The rate represents an average, and the excess number of deaths was higher in hot spots for the pandemic such as New York City, which buried more than three times more people than usual overall, according to the study carried out by Yale University and published today in the journal JAMA Internal Medicine.
In New York City, the expected deaths under a demographic model based on statistics from previous years would be 13,000 from March 1 through the end of May. But this time the number of deaths recorded was 38,170.
The total number of extra deaths in the country was far greater than that of the deaths blamed on coronavirus, since many people were not getting tested in the early stage of the pandemic.

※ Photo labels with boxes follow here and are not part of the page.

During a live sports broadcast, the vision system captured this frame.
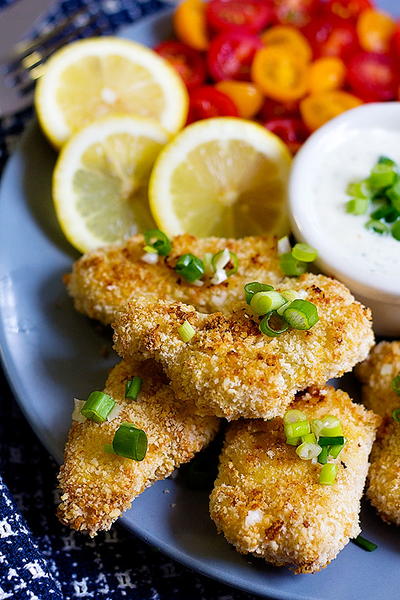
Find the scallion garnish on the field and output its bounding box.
[81,392,115,423]
[125,375,143,400]
[175,254,204,283]
[178,321,196,342]
[351,535,378,552]
[112,423,147,461]
[144,229,172,256]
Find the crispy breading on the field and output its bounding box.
[356,342,400,525]
[58,361,218,536]
[114,274,373,419]
[64,234,283,324]
[210,386,380,573]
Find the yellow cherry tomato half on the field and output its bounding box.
[310,56,346,94]
[261,25,312,62]
[251,46,309,102]
[300,90,363,131]
[215,79,264,119]
[173,0,208,50]
[357,8,396,53]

Arizona and Texas, which were not as impacted by the deadly virus in the early spring but are now seeing surges, were the worst off by this measure.
"The gap between the official COVID-19 tally and the excess deaths has been shrinking over time and has nearly disappeared in some places, like New York City," Daniel Weinberger, an associate professor of epidemiology at the Yale School of Public Health and first author of the study, said in a statement.
"How reliably the official tolls capture the full burden of excess deaths still varies considerably between states," he added.
The research, however, does not examine deaths caused indirectly by the pandemic, including people who refused to go to the hospital for fear of getting infected when they were having a heart attack or a stroke.
In the United States, there were more than 2.6 million infections and at least 127,485 deaths from COVID-19 as of Wednesday afternoon.